Sri Gautama Buddha
By Walpola Rahula
The Buddha, whose personal name was Siddhartha, and family name Gautama, lived in North India in the 6th century B.C. His father Suddhodana, was the ruler of the kingdom of the Sakyas (in modern Nepal). His mother was queen Maya. According to the custom of the time, he was married quite young, at the age of sixteen, to a beautiful and devoted young princess named Yasodahara. The young prince lived in his palace with every luxury at his command. But all of a sudden, confronted with the reality of life and the suffering of mankind, he decided to find the solution – the way out of this universal suffering.
At the age of 29, soon after the birth of his only child, Rahula, he left his kingdom and became an ascetic in search of his solution. For six years the ascetic Gautama wandered about the valley of Ganges, meeting famous religious teachers, studying and following their systems and methods, and submitting himself to rigorous ascetic practices. They did not satisfy him. So he abandoned all traditional religions and their methods and went his own way.
It was thus that one evening, seated under a tree (since then known as the Bodhi- or Bo-tree, the “Tree of Wisdom”), on the bank of the river Neranjara at Buddha-aya (near Gaya in modern Bihar), at the age of 35, Gautama attained enlightenment, after which he was known as the Buddha, ‘The Enlightened One’.
After his Enlightenment, Gautama the Buddha delivered his first sermon to a group of five ascetics, his old colleagues, in the Deer Park at Isipatana (modern Sarnath) near Benares. From that day, for 45 years, he taught all classes of men and women – kings and peasants, Brahmins and outcasts, bankers and beggars, holy men and robbers – without making the slightest distinction between them. He recognized no differences of caste or social groupings, and the Way he preached was open to all men and women who were ready to understand and follow it.

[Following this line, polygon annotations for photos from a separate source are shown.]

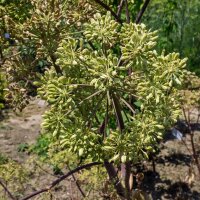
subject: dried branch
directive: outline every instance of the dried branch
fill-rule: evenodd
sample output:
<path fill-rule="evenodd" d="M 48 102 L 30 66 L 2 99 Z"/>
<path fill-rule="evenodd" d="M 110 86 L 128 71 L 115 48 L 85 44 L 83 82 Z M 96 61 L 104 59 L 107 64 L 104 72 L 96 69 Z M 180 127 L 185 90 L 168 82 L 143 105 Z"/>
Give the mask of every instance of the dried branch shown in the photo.
<path fill-rule="evenodd" d="M 69 165 L 67 165 L 67 168 L 71 171 Z M 77 186 L 78 190 L 80 191 L 81 195 L 85 198 L 86 195 L 85 195 L 85 193 L 83 192 L 83 190 L 82 190 L 80 184 L 78 183 L 78 181 L 77 181 L 77 179 L 76 179 L 76 177 L 75 177 L 74 174 L 72 174 L 72 178 L 73 178 L 74 182 L 76 183 L 76 186 Z"/>
<path fill-rule="evenodd" d="M 144 14 L 144 12 L 145 12 L 145 10 L 146 10 L 146 8 L 147 8 L 149 2 L 150 2 L 150 0 L 146 0 L 146 1 L 144 2 L 144 5 L 142 6 L 142 9 L 141 9 L 140 12 L 138 13 L 137 18 L 136 18 L 136 20 L 135 20 L 135 23 L 136 23 L 136 24 L 139 24 L 139 23 L 140 23 L 140 21 L 141 21 L 141 19 L 142 19 L 142 16 L 143 16 L 143 14 Z"/>
<path fill-rule="evenodd" d="M 39 191 L 36 191 L 30 195 L 28 195 L 27 197 L 24 197 L 22 198 L 21 200 L 27 200 L 27 199 L 30 199 L 38 194 L 41 194 L 41 193 L 44 193 L 44 192 L 48 192 L 49 190 L 51 190 L 54 186 L 56 186 L 57 184 L 59 184 L 61 181 L 65 180 L 67 177 L 71 176 L 72 174 L 80 171 L 80 170 L 83 170 L 83 169 L 86 169 L 86 168 L 89 168 L 89 167 L 93 167 L 93 166 L 96 166 L 96 165 L 100 165 L 101 163 L 100 162 L 93 162 L 93 163 L 89 163 L 89 164 L 85 164 L 85 165 L 82 165 L 82 166 L 79 166 L 71 171 L 69 171 L 67 174 L 59 177 L 58 179 L 56 179 L 55 181 L 53 181 L 49 187 L 47 188 L 43 188 Z"/>
<path fill-rule="evenodd" d="M 120 17 L 108 5 L 106 5 L 104 2 L 100 0 L 94 0 L 94 1 L 98 3 L 100 6 L 102 6 L 104 9 L 106 9 L 107 11 L 110 11 L 111 15 L 116 19 L 117 22 L 119 22 L 120 24 L 122 23 Z"/>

At the age of 80, the Buddha passed away at Kusinara (in modern Uttar Pradesh in India).
Today Buddhism is found in Ceylon, Burma, Thailand, Cambodia, Laos, Vietnam, Tibet, China, Japan, Mongolia, Korea, Laos, Formosa, in some parts of India1, Pakistan and Nepal, and also in Soviet Union. The Buddhist population of the world is over 500 million.
1 Buddha is a Sage from India and is considered an Incarnation of God. That is the kind of respect Hindus have for Buddha. It is said that excessive zeal of some followers and misrepresentation of Hinduism led Buddhism to be less prevalent.
Buddhadev the supreme enlightened had shown mankind the insignificance and fruitlessness of pursuing earthly and carnal pleasures which ultimately end in sorrow and painful end of this precious human life. May His life enlighten our spiritual yearning in life.